BP on Tuesday returned to profit in the second quarter and demonstrated its ability to generate cash again, with slightly higher oil prices than last year and deep cost cuts lifting the British oil giant.
BP reported replacement cost profit--a similar measure to the net income that U.S. oil companies report--of $553 million for the quarter, compared with a loss of $2.2 billion a year earlier. Brent crude, the international benchmark, averaged $49.64 in that period this year, compared with $45.59 last year.
The company said it generated $4.9 billion in operating cash flow in the second quarter, compared with $3.9 billion the year before.
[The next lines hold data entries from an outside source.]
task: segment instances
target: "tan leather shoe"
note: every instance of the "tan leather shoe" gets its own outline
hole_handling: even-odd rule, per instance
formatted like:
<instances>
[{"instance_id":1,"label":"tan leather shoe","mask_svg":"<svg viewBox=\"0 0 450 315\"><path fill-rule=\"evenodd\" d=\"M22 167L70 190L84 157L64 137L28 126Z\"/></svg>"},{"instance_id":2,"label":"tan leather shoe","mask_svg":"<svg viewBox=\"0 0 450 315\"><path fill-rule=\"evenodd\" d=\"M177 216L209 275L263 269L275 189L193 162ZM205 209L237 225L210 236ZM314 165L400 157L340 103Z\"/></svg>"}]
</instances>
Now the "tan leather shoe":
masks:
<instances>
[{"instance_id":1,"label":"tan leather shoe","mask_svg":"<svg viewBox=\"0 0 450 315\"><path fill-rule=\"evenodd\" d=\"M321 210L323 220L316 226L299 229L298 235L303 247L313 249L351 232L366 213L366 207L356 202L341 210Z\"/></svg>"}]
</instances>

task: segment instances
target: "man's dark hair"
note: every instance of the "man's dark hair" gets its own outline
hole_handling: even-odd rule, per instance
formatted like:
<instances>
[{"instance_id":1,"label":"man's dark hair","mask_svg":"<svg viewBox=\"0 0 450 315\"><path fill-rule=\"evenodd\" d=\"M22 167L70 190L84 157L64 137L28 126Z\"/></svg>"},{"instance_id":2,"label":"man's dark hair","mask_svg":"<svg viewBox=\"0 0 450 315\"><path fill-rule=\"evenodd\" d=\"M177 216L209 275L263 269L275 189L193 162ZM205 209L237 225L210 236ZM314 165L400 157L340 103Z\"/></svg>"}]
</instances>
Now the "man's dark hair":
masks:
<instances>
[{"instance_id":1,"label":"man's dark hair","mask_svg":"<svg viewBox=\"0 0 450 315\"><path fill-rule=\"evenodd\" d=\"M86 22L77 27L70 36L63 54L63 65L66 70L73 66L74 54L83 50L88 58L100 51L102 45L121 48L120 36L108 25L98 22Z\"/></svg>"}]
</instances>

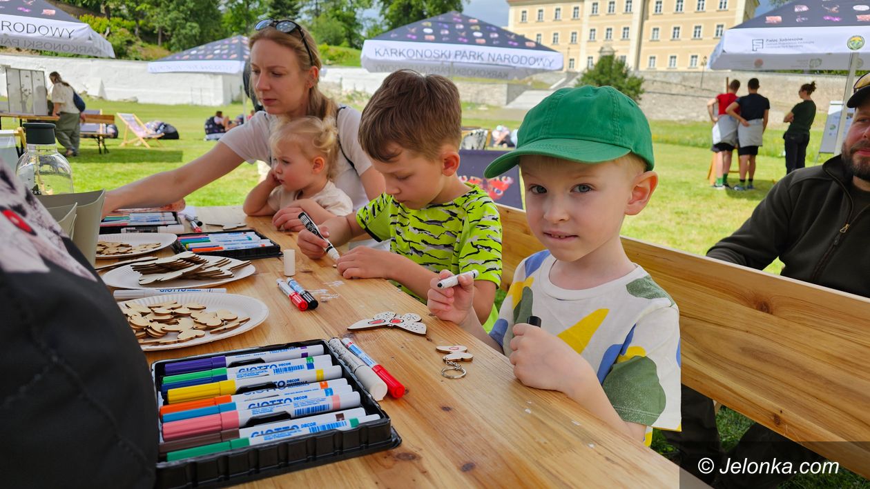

Oil-and-gas production was up 9.9% to 2.4 million barrels of oil equivalent. The company is in the midst of a plan to raise its output by 800,000 barrels a day of oil equivalent by 2020.
The company remained weighed down by costs associated with its Gulf of Mexico oil spill, though it says it is turning the corner on the deadly 2010 incident. It reported a charge of $347 million to "reflect the latest estimate for claims" resulting from the spill.
Costs associated with the spill were the main reason behind a deepening in net debt, to $39.8 billion compared with $30.9 billion in the same quarter of 2016.
"We expect this will improve over the second half as these payments decline and divestment proceeds come in towards the end of the year," Chief Financial Officer Brian Gilvary said.